Term · Qualified Small Business Stock (Section 1202)

QSBS

Published May 7, 2026
Definition

QSBS is stock issued by a qualifying C-corporation that, when held for 5+ years and meeting other Section 1202 requirements, can exclude the first $10 million (or 10× the holder's basis, whichever is greater) of gain from federal capital gains tax.

QSBS is the most powerful tax planning mechanism available to a US founder or early employee. To qualify, the stock must have been issued by a domestic C-corporation, the corporation must have had aggregate gross assets of $50M or less at issuance (the 'gross-asset test'), the corporation must be in a qualified trade or business (excluding services, banking, investing, restaurants, hotels), and the stock must be held for 5+ years.
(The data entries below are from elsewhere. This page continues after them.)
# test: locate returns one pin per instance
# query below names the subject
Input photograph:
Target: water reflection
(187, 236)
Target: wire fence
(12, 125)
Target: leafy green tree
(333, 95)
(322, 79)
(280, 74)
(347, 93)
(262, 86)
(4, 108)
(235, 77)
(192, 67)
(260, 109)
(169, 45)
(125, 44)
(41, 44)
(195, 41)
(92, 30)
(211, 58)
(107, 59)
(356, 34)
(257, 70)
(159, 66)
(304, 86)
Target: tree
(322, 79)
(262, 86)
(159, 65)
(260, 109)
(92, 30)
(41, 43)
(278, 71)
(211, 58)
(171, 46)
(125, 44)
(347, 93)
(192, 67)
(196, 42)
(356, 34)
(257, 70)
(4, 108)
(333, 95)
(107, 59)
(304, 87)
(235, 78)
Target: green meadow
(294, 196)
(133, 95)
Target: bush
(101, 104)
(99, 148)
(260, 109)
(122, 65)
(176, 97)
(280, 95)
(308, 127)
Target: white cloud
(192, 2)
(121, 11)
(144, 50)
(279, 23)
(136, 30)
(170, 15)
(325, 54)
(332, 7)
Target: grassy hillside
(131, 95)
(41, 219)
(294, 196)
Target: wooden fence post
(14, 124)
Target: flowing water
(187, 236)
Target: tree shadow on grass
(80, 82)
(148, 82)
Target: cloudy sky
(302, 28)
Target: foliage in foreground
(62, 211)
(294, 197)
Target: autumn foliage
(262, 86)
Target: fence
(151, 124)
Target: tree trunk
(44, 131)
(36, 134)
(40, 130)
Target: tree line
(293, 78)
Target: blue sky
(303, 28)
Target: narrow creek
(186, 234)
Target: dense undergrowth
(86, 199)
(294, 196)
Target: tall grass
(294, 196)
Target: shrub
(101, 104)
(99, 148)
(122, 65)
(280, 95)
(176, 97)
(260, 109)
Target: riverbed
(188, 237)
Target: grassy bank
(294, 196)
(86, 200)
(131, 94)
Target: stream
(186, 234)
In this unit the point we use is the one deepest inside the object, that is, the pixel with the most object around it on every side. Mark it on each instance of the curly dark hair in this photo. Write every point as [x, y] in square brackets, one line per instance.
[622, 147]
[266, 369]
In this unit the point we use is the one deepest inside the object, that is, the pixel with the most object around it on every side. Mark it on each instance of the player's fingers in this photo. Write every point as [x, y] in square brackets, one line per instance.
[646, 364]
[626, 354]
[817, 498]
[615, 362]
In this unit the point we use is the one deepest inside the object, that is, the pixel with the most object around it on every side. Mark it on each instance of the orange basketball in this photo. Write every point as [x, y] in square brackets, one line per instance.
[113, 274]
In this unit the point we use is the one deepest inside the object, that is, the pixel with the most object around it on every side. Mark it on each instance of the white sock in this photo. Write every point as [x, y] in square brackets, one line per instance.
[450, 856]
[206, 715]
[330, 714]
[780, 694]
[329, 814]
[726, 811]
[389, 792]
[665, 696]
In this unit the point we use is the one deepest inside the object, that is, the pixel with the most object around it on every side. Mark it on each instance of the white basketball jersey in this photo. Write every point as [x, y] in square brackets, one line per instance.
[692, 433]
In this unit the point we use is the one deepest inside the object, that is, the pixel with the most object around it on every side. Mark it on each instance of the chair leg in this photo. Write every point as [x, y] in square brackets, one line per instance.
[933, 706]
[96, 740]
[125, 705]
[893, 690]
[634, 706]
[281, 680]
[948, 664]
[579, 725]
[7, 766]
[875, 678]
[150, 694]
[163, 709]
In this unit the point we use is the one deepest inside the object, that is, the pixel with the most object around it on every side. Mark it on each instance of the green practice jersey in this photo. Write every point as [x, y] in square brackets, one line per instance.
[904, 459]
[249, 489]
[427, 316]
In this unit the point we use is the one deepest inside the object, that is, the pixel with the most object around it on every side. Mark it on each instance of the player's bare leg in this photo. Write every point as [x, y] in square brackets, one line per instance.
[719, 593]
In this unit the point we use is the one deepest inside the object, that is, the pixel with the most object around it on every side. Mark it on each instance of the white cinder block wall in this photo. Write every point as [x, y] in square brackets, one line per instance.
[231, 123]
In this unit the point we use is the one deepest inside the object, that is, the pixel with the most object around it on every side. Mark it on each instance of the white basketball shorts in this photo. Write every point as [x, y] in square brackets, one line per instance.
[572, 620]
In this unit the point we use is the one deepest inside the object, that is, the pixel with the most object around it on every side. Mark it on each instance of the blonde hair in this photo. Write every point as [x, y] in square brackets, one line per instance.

The federal exclusion is up to $10M per issuer or 10× basis, whichever is greater — so a founder with $1M basis can exclude up to $10M of gain. For ultra-high-net-worth founders, the cap can be increased through 'stacking' — gifting QSBS to a non-grantor trust before the 5-year mark, which gives the trust its own separate Section 1202 exclusion. A founder with three children's non-grantor trusts can effectively stack to $40M of exclusion ($10M individual + $10M per trust × 3 trusts).

State-level conformity varies. California does not conform — California taxes the QSBS gain at full state rates. New Jersey and Pennsylvania have partial conformity. Most other states fully conform. The state-conformity status is part of the planning calculus, particularly for residents of non-conforming states considering a pre-sale relocation.